Der Hyperloop könnte beispielsweise die Hauptstadt Bratislava mit der österreichischen Hauptstadt Wien verbinden, erklärt das slowakische Wirtschaftsministerium(öffnet im neuen Fenster) . Die Fahrt würde gerade mal 8 Minuten dauern.
Per Kapsel nach Budapest oder Košice
Eine andere Möglichkeit wäre eine Verbindung in die ungarische Hauptstadt Budapest, die von Bratislava aus in 10 Minuten erreicht würde. Eine innerslowakische Strecke könnte in den Osten des Landes, nach Košice führen. Die Fahrtzeit für die rund 400 Kilometer würde 25 Minuten betragen.
Ein erster Streckenabschnitt soll bereits 2020 fertig sein. Der Bau soll über eine öffentlich-private Partnerschaft finanziert werden.
Die Kapsel flitzt im Vakuum
Hyperloop ist ein Transportmittel, das Elon Musk konzipiert hat : Durch eine Röhre, in der ein weitgehendes Vakuum herrscht, sollen Kapseln mit Passagieren oder Gütern flitzen. Die Kapsel schwebt auf einem dünnen Polster aus Luft. Angetrieben wird sie von einem asynchronen Langstator-Linearmotor. Die Kapseln sollen mit einer Geschwindigkeit von 1.200 Kilometern pro Stunde unterwegs sein.

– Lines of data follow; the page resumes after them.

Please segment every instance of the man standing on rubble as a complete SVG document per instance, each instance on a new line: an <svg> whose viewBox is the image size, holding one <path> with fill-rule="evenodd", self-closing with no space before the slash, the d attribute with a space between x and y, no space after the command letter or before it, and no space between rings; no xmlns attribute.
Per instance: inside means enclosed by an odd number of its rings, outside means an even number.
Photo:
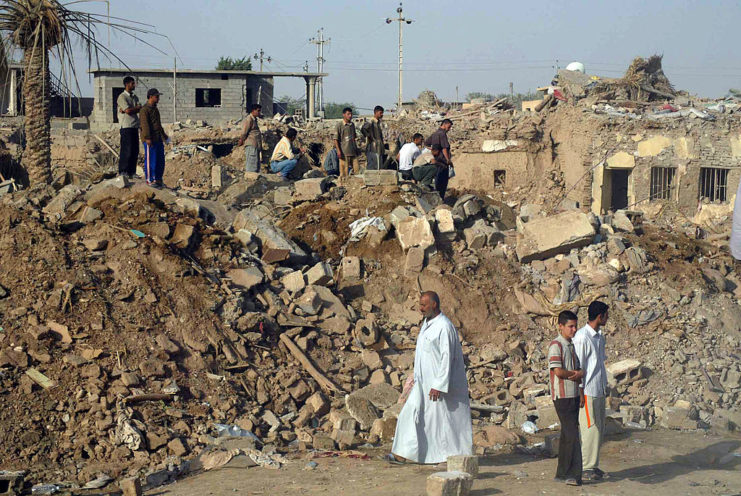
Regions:
<svg viewBox="0 0 741 496"><path fill-rule="evenodd" d="M473 449L471 408L463 351L440 298L425 291L424 316L414 353L414 385L399 413L388 461L441 463Z"/></svg>
<svg viewBox="0 0 741 496"><path fill-rule="evenodd" d="M144 143L144 172L147 184L155 188L162 187L162 176L165 174L165 141L170 139L162 128L160 111L157 108L161 94L156 88L150 88L147 91L147 104L139 111Z"/></svg>
<svg viewBox="0 0 741 496"><path fill-rule="evenodd" d="M133 179L139 160L139 98L134 94L136 79L124 78L124 91L118 95L118 122L121 124L121 154L118 156L118 174Z"/></svg>
<svg viewBox="0 0 741 496"><path fill-rule="evenodd" d="M373 119L363 124L363 127L360 129L360 132L368 141L365 148L365 158L367 160L366 170L379 170L384 163L385 146L383 143L381 119L383 119L383 107L376 105L373 109Z"/></svg>
<svg viewBox="0 0 741 496"><path fill-rule="evenodd" d="M250 113L244 118L242 135L239 137L239 146L247 143L244 148L245 172L260 172L260 149L262 148L262 134L257 119L260 117L262 105L253 103L250 105Z"/></svg>
<svg viewBox="0 0 741 496"><path fill-rule="evenodd" d="M605 336L600 328L607 323L608 306L593 301L587 309L587 325L573 339L574 350L584 372L580 389L579 432L584 480L601 480L605 472L599 468L599 451L605 431Z"/></svg>
<svg viewBox="0 0 741 496"><path fill-rule="evenodd" d="M422 154L420 146L422 146L423 139L424 137L421 134L416 133L412 136L412 142L405 143L396 156L396 161L399 163L399 172L401 172L401 177L405 181L411 181L414 178L412 168L414 167L414 161Z"/></svg>
<svg viewBox="0 0 741 496"><path fill-rule="evenodd" d="M334 137L334 146L337 148L337 157L340 159L340 183L349 177L350 167L357 169L358 146L355 142L355 124L352 121L352 109L342 109L342 121L337 123Z"/></svg>
<svg viewBox="0 0 741 496"><path fill-rule="evenodd" d="M442 159L447 165L447 167L440 167L435 176L435 189L440 193L440 197L443 200L445 199L445 192L448 189L448 179L450 178L449 169L453 168L453 160L450 158L450 142L448 141L448 131L452 127L453 121L443 119L438 130L432 133L425 141L425 146L429 148L437 145L442 149Z"/></svg>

Das Konzept stellte Musk seinerzeit aus Abneigung gegen Patente quelloffen zur Verfügung. Zwei Projekte arbeiten derzeit an der Umsetzung: HTT baut eine Strecke in Quay Valley, einer neuen Stadt in Kalifornien. Hyperloop Technologies baut eine Strecke in der Wüste von Nevada, die demnächst fertig werden soll.